As a boy in Fuerte Apache Thiago Almada kept one simple aim: "Llegar a la Primera de Vélez." At 25, the player who grew up at Vélez Sarsfield has that childhood dream printed across a career that now includes a confirmed place in Argentina's squad for the 2026 World Cup and fresh transfer talk tying him to River Plate.
Almada arrives at the tournament as one of Lionel Scaloni's fixed options for Argentina, a status that follows his debut for the national team in 2022 against Honduras and a call-up to the Qatar World Cup as an injury replacement for Joaquín Correa. The immediate headline is concrete: he has a ticket to the 2026 World Cup, a stage that could reset the market around him.
The figures that shape his club case are straightforward. Now at Atlético de Madrid, Almada played 39 matches last season and scored four goals, but he was used mainly in rotations and as a substitute. That combination — frequent appearances without a regular starting spot — is the reason his club and potential suitors view the World Cup as a valuation moment rather than a closing one.
His path to this position is rooted in Vélez. Almada joined the club at 5, rose through its youth system, debuted in the Primera División in 2018 and cut his teeth at the Capilla Santa Clara field in the Barrio Ejército de Los Andes, the Fuerte Apache nursery also associated with other high‑profile names from the neighborhood. After leaving Argentina he had a spell at Olympique de Lyon in France before moving to Atlético de Madrid, a sequence that underlines both his promise and the uneven transitions that have followed.

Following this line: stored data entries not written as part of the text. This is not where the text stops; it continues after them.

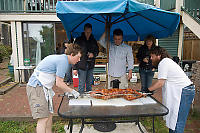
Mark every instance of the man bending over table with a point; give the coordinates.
(177, 89)
(51, 70)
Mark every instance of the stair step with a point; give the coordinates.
(6, 87)
(5, 81)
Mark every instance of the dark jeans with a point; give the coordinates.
(85, 79)
(146, 77)
(187, 97)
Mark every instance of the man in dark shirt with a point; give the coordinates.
(85, 67)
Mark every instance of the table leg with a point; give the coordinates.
(71, 125)
(82, 125)
(138, 123)
(153, 125)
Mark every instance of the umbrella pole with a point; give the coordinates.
(107, 31)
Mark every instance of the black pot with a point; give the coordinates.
(115, 83)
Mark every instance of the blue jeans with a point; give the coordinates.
(187, 97)
(146, 77)
(85, 79)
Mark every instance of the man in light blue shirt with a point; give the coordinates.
(120, 55)
(49, 72)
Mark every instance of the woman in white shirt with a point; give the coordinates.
(177, 89)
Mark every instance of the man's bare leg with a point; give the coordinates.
(49, 124)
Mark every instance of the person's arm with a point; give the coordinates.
(140, 54)
(66, 89)
(61, 84)
(102, 40)
(130, 62)
(157, 85)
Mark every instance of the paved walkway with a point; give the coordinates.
(14, 104)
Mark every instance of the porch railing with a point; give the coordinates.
(168, 4)
(38, 5)
(192, 7)
(28, 5)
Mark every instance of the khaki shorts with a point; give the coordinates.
(37, 102)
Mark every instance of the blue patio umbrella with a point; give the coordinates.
(137, 20)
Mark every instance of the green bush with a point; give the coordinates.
(5, 51)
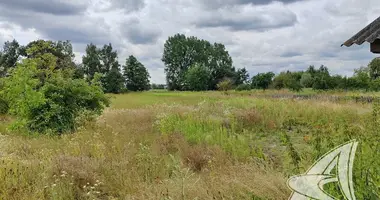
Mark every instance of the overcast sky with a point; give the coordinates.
(261, 35)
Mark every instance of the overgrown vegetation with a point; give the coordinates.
(170, 145)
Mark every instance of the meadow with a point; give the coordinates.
(192, 145)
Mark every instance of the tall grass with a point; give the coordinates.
(188, 145)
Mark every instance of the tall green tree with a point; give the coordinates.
(108, 59)
(181, 52)
(9, 56)
(306, 80)
(91, 61)
(197, 78)
(220, 66)
(136, 75)
(113, 81)
(374, 68)
(242, 76)
(62, 51)
(322, 79)
(262, 80)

The transfer noise is already specific. River Plate is mentioned as interested and reports before the tournament cite an offer of around 20 million euros for half of Almada's rights. Atlético, for its part, is understood to prefer that Almada be revalued by a strong World Cup showing rather than being sold now on the basis of club minutes that were often off the bench. That is the friction: the club wants a market uplift from international exposure, while a domestic heavyweight is reportedly ready to negotiate based on current valuations.

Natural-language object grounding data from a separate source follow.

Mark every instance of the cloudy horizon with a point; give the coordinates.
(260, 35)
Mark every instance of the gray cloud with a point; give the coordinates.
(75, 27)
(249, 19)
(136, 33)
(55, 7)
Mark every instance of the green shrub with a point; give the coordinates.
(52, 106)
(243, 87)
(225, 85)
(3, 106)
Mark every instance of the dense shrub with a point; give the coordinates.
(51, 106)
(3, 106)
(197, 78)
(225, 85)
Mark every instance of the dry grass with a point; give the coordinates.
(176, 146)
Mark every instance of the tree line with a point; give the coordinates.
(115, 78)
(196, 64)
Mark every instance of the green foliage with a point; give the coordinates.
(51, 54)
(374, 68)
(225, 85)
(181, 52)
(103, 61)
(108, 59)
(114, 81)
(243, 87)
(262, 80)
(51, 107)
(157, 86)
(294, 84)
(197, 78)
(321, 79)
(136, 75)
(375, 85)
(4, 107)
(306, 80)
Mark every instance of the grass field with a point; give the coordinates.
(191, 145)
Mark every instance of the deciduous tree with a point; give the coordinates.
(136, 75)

Why it matters now is immediate and practical. The 2026 World Cup starts Thursday, June 11, and Argentina will debut on June 16 against Algeria. Almada's minutes, positioning and moments in those early matches will be watched as much by sporting directors and negotiators as by fans. A breakout performance could make a 20 M€ approach look modest; a quiet tournament would strengthen Atlético's hand to demand more or to keep him as a squad option.

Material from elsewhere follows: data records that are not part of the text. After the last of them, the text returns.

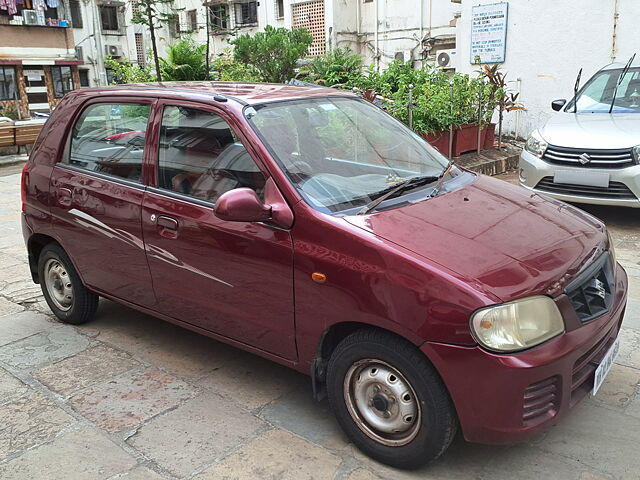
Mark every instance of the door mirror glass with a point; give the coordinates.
(241, 205)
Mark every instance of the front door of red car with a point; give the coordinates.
(231, 278)
(97, 192)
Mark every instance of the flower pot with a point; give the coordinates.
(466, 140)
(490, 136)
(439, 141)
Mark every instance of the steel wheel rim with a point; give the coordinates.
(382, 403)
(58, 284)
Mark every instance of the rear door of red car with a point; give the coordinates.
(231, 278)
(97, 192)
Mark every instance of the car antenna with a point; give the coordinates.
(575, 92)
(620, 79)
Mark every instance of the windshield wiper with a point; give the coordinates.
(438, 187)
(395, 189)
(619, 82)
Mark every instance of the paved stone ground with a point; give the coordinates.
(131, 397)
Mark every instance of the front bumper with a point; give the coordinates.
(504, 399)
(533, 169)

The single unanswered question that will determine his summer is simple: will River Plate turn the reported €20 million proposal for half of Almada's rights into an actual bid after assessing his World Cup minutes, or will Argentina and the tournament itself push Atlético to hold out for a higher price? The answer will decide whether Almada's next chapter is a return to Argentina, a new contract negotiation in Madrid, or a different path entirely.